I dog-sit sometimes. It stands to reason if you can pay someone to dog-sit, you’re doing pretty well financially – not rich, but ya get ya bills paid. No matter how long I’m alive, I’m still struck by what middle class looks like. No matter how long I’m alive, I’m still struck by what seems the grandeur of a classic suburban home. Two bathrooms! Fancy!
I don’t know about you, but I ate a lot of mac n’ cheese with hot dogs as a kid. My parents probably didn’t even know what the word organic meant. I shared a room with my two sisters almost my entire life.
My mom didn’t see my sister for the first 3 hours of her life, along with other heavy doses of birth trauma. You see, poor women aren’t seen as deserving good care, let alone respect.
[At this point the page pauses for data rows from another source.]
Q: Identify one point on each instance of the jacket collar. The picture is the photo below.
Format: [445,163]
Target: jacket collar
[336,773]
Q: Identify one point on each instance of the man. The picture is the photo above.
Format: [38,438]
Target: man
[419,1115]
As a doula now, I walk into spaces that remind me of my humble beginnings. Birth trauma is generational. I talk about the cascade event of interventions, what interventions exist, and how you can say no to something a doctor tells you. People who live at the poverty line aren’t used to having options, or exercising their voice in a medical setting. It’s a challenge, on top of all the standard ones already.
Being a doula for under-resourced people heals a deep part of me. Giving women the educational, emotional, and physical support to begin their journey as parents in a positive way tips that power scale a little bit each time.
Next time at their pediatrician’s visit, they’ll know how to advocate for their kid effectively. Next time someone doubts their skills as a parent because of their income, they’ll know how to hold their head up. Next time they have a breastfeeding challenge, they’ll know where to find support. Next time they feel overwhelmed as a parent, they’ll know they aren’t alone, and they can reach out.
Next time, their child will have that empowerment before they give birth to their own child.
I can’t change my mom’s birth stories. But helping people change their generational narrative – that’s where healing is.